Still, the fields of music psychology and music therapy are relatively young and it is only since recent dates that the relation between emotion and music is researched more thoroughly. Sloboda and Juslin (2001) state that after a period of neglect, because of the listed methodological problems, the topic of music and emotion is again at the forefront of music psychology. They illustrate this with the sudden increase in music and emotion papers at various conferences.

According to Sloboda (1985) it is important to integrate existing knowledge from a variety of disciplines to be able to further theoretical development. He also mentions aptly the tendency that researchers want to come up with a theory of their own. Mostly this complicates integrating findings. Luckily, more and more people build their ideas upon already existing knowledge. Ansdell (2001) sums some of the recent trends in musicology which he sees as of importance for music therapy such as the study of music as a process as well as a structure.
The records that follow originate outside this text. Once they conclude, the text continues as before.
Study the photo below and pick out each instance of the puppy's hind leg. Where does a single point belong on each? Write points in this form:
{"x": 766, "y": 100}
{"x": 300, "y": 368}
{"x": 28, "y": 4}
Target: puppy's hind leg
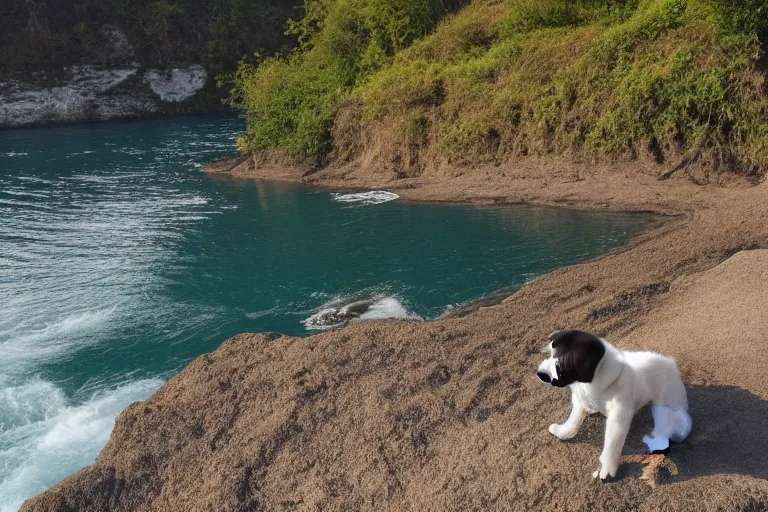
{"x": 571, "y": 426}
{"x": 659, "y": 438}
{"x": 669, "y": 423}
{"x": 616, "y": 429}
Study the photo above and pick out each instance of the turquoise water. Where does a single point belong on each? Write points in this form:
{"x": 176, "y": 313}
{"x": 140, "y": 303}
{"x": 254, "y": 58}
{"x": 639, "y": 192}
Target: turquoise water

The latest European Music Therapy conference in Naples in 2001 included musicology presentations that demonstrated the interrelations between disciplines. Possibly, on the next music therapy conferences also music psychologists will be present. It is important to focus on these interrelations, as current research is so often divided in separate specializations. Often a musicology approach is to focus on musical elements and to ignore psychological characteristics and vice versa the therapist often attaches less value to musicological aspects.

Currently, the impression on conferences and from the literature is that music therapy and music psychology are two entirely different fields, which they of course are. But in each relationship, it is their differences that attract and which should be elaborated more, such as the question how music and emotions are related. I hold that the two partners in this young relationship can benefit a great deal from their `living apart together' relationship.